Hi Jon, Congratulations on moving forward with this. Thank you! If you ever think about what might come next in terms of being able to re-make computers and so on from scratch, here is a concept website I put up around 1999 (when I was trying to get NASA to support the work for space settlements). I still work on the general idea on-and-off in my spare time (generally at a more abstract level of software for sensemaking and organizing information) but so many other distractions get in the way: https://www.kurtz-fernhout.com/oscomak/goals.htm

From there: "The OSCOMAK project is an attempt to create a core of communities more in control of their technological destiny and its social implications. No single design for a community or technology will please everyone, or even many people. Nor would a single design be likely to survive. So this project endeavors to gather information and to develop tools and processes that all fit together conceptually like Tinkertoys or Legos. The result will be a library of possibilities that individuals in a community can use to achieve any degree of self-sufficiency and self-replication within any size community, from one person to a billion people. Within every community people will interact with these possibilities by using them and extending them to design a community economy and physical layout that suits their needs and ideas. As the internet has grown, it has enabled collaborative work which has created many success stories, including Linux, Python, GCC, Squeak and other projects. We want to harness that power and apply it to organizing technological knowledge in concert with many interested individuals. The main project goal is to develop an on-line library of technology ideas, techniques, and tools, including a range from high-tech processes like plastics to medium-tech like ceramic houses to low-tech like spinning wheels. Also included will be biotechnology processes, like perennial agriculture, companion planting, sheep farming, and eventually cloning and DNA synthesis.
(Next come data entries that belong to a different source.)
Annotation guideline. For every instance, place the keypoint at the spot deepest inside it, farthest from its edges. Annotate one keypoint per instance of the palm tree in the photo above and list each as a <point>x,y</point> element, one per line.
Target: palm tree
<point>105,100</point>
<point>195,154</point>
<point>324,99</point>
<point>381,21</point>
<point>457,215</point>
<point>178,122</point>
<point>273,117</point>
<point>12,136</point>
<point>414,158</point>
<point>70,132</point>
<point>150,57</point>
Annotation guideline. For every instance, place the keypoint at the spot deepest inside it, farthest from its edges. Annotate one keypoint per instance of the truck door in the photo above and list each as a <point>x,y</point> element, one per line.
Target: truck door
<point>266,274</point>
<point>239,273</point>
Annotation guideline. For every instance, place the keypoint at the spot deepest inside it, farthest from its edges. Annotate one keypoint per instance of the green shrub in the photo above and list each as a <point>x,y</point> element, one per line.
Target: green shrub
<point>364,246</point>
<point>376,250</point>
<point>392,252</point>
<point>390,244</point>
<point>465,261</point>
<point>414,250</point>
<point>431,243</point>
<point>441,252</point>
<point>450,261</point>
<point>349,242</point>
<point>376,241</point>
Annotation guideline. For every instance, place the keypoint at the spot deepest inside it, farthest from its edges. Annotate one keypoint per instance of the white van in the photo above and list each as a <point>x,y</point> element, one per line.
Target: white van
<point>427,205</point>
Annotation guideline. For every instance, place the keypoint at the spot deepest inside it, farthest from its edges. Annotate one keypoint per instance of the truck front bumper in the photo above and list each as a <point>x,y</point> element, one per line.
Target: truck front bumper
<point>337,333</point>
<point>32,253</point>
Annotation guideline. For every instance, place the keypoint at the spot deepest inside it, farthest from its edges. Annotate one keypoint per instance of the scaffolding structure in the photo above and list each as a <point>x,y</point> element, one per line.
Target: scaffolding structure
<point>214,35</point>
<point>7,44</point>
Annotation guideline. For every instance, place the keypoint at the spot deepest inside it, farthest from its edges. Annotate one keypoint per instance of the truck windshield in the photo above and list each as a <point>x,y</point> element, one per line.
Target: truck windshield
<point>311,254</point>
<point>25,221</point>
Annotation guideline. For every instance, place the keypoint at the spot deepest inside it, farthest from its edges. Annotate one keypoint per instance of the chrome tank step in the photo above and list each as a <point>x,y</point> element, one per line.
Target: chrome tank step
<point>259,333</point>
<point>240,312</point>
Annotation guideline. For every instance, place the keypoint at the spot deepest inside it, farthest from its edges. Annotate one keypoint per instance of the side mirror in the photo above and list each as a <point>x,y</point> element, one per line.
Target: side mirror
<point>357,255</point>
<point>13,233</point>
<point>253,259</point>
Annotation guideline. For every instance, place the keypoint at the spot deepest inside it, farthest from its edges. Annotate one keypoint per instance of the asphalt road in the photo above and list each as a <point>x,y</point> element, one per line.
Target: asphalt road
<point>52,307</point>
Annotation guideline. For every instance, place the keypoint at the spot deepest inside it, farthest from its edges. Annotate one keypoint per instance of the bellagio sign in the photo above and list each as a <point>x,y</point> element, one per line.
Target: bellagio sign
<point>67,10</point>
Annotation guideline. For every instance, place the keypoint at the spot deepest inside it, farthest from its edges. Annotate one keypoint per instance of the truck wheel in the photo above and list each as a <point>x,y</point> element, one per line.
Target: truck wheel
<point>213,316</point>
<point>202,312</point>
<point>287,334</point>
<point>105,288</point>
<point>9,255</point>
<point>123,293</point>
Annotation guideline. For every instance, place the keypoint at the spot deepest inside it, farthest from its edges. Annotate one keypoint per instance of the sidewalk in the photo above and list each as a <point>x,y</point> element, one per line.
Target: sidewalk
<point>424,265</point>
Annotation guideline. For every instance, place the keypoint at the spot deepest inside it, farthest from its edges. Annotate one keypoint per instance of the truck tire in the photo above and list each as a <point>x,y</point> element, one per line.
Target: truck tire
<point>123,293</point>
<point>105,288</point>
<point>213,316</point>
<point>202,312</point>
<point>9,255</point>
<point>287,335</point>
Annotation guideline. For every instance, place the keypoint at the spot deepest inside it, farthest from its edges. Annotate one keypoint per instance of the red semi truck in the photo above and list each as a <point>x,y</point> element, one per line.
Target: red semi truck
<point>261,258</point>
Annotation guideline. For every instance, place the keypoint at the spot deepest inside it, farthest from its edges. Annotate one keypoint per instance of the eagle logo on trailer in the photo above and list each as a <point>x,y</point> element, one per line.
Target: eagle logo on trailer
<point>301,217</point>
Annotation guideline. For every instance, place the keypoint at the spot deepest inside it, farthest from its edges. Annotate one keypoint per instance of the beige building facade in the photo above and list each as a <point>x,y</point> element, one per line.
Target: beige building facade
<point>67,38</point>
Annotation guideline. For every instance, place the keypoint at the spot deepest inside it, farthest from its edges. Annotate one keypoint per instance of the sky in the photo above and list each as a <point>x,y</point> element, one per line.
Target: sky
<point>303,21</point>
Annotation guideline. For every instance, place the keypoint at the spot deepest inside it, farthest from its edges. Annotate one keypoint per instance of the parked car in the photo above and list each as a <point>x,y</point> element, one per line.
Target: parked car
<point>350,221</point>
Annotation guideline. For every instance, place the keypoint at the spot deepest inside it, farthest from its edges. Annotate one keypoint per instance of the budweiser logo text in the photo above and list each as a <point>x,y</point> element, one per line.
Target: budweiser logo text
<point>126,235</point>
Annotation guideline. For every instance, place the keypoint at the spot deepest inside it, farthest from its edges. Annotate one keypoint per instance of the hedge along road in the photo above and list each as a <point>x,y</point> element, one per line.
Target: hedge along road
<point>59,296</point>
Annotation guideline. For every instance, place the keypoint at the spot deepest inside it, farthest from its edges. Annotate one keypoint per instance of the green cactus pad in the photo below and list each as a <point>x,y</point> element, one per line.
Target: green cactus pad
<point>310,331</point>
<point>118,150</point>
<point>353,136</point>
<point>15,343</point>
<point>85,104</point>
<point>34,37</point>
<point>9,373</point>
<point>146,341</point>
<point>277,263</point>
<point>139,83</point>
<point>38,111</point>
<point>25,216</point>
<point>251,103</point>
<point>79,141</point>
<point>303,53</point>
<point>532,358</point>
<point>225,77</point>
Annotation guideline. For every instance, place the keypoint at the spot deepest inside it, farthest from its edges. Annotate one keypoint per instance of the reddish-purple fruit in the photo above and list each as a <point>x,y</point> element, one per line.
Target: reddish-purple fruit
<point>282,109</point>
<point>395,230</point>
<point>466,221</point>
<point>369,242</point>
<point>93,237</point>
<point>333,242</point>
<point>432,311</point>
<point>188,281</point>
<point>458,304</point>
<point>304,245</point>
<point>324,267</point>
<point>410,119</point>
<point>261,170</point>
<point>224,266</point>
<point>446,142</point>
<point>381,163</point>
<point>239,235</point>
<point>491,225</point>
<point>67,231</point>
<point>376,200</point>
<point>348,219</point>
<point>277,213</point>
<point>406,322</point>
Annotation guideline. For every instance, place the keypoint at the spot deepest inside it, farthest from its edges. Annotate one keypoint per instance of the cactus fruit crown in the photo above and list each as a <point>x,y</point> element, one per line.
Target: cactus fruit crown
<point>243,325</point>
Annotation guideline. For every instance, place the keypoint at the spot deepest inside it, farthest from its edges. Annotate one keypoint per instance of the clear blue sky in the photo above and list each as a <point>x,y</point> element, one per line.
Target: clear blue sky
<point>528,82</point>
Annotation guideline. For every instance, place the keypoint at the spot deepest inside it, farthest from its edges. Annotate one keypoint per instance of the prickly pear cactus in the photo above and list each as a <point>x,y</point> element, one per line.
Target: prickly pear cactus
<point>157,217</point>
One process to be included is a way to convert the high-tech computerized library to a low-tech paper one as desired. Key to the whole endeavor will be to present everything in a how-to fashion. Also needed is a way to map out and simulate the interrelations of processes; for instance, sheep raising requires veterinarians, antibiotics, feed, fencing, and shears; shears require a blacksmith, metal, and a furnace. This latter feature also would be used to keep track of the product flows into, out of, and within a community's entire economy."

> Also worth noting we'll be storing "greatest hits" copies of the ~15,000 most-starred / most-relied-on repos, along with a sampling of several thousand repos with few/no stars

Making all of this code essentially useless. You'd need to store those repos and their entire dependency tree.